On 2/23/2013 12:27 AM, Raja Kulasekaran wrote:
Hi,
I got the exception *"Invalid Date String" *as I run the crawl against
webpages .
*
*
Each one use their own date format and as a developer we don't have a
control on it. Instead of throwing exception, It should suppose to convert
into a Solr based format .
Can you suggest me how do I overcome that ?
Solr doesn't do any crawling, so you must be using another piece of
software that talks to Solr, most likely Nutch. Date conversion will
have to be handled in the program that feeds the data to Solr.

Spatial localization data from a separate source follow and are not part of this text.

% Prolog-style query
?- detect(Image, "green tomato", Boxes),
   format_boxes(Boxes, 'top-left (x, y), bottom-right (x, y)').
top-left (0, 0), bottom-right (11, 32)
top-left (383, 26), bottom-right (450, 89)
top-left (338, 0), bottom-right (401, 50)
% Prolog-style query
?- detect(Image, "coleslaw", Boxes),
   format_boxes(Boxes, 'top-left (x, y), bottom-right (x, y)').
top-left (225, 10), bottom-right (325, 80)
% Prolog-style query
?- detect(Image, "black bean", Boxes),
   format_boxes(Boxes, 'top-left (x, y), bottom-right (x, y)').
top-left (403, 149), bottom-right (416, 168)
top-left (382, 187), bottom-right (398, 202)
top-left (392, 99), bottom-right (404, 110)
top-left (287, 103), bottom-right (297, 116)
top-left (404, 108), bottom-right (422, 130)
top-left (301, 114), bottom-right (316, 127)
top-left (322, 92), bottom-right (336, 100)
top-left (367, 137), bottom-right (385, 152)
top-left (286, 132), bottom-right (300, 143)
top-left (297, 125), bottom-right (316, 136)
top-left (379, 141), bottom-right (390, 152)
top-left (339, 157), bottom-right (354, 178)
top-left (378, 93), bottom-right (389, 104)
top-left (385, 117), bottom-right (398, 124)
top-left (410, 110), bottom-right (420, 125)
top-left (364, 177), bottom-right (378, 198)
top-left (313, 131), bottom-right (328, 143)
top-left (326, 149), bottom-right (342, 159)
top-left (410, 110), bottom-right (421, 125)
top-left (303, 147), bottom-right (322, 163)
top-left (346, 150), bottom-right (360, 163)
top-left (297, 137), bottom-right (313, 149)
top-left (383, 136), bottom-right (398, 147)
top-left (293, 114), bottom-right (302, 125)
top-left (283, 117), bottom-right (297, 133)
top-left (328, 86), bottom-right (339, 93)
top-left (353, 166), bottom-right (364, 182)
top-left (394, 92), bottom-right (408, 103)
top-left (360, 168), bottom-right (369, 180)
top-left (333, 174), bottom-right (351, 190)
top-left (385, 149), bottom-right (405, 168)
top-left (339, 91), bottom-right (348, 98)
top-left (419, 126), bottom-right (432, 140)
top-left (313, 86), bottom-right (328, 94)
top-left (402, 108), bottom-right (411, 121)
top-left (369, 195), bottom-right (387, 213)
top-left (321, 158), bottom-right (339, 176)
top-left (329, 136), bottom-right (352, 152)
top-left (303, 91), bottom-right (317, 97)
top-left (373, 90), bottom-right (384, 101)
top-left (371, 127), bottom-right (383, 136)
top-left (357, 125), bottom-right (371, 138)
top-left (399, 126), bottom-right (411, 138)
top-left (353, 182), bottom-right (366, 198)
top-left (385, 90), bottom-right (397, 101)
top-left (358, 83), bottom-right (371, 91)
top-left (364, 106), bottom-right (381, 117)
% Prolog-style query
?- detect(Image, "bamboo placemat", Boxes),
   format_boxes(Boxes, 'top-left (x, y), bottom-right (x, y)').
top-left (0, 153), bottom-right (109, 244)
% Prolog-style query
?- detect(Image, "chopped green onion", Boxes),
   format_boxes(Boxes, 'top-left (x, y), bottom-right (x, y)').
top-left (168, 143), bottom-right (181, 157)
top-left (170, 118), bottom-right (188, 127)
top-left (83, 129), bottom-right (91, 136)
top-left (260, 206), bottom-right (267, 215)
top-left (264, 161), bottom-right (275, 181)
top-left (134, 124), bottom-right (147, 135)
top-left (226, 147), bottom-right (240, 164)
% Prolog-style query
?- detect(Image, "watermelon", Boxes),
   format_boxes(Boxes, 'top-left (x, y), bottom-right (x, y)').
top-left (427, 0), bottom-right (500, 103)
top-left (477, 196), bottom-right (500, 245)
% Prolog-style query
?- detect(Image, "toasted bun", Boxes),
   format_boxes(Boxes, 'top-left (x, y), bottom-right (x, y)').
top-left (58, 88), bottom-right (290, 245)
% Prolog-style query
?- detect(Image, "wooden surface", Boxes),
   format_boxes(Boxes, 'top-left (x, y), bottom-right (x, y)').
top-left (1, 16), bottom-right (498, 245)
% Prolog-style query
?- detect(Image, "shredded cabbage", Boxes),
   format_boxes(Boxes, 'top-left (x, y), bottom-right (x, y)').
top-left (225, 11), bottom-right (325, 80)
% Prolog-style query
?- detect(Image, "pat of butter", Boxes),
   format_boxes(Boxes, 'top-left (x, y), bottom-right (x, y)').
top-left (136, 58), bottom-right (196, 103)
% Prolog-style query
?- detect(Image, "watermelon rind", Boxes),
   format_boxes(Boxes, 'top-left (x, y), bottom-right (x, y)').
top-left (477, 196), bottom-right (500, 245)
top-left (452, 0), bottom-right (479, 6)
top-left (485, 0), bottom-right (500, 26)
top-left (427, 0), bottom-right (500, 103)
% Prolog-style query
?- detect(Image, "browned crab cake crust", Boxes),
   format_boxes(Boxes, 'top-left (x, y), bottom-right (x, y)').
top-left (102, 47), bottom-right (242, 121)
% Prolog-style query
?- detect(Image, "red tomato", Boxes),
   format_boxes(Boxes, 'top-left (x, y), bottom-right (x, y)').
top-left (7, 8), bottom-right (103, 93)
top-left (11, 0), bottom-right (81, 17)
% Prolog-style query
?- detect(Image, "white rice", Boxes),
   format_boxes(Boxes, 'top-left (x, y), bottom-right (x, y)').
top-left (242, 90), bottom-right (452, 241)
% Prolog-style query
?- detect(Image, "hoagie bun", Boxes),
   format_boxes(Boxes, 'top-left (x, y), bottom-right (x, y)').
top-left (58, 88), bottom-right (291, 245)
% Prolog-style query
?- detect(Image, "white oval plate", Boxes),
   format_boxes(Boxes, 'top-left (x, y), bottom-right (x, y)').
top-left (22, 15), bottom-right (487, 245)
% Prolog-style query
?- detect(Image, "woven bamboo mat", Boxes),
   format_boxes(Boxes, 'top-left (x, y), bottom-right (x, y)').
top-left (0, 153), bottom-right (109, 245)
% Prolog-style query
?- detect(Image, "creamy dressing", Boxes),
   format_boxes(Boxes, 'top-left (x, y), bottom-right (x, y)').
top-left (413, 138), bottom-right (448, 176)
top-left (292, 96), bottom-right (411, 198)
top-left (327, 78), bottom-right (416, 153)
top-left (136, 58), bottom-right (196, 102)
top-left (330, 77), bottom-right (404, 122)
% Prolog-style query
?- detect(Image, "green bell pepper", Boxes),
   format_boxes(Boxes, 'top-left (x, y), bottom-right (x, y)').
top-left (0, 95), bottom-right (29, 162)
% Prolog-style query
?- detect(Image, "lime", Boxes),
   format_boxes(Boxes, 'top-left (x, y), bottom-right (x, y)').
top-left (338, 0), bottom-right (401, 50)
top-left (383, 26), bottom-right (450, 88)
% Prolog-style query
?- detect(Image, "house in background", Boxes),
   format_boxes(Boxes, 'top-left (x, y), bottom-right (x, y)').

Questions for Nutch will find the best support on the Nutch user mailing
list.
http://nutch.apache.org/mailing_lists.html
I did some searching and found something that says you'd have to write
some code:
http://stackoverflow.com/questions/10445095/nutch-solr-formatting-date-from-web-page-metadata-into-correct-solr-format
Note that if you can get a date into a java Date object, I'm fairly sure
that you can get the properly formatted string for Solr with this java
code, where dateObject is the Date in question:
SimpleDateFormat formatUTC = new SimpleDateFormat
("yyyy-MMM-dd'T'HH:mm:ss'Z'");
formatUTC.setTimeZone(TimeZone.getTimeZone("UTC"));
return formatUTC.format(dateObject);
Further searching has turned up a possible plugin for handling dates,
but it does say that it has no support for full timestamps. This plugin
has not been added to any released Nutch version, but the source code is
attached to the issue:
https://issues.apache.org/jira/browse/NUTCH-1406
Thanks,
Shawn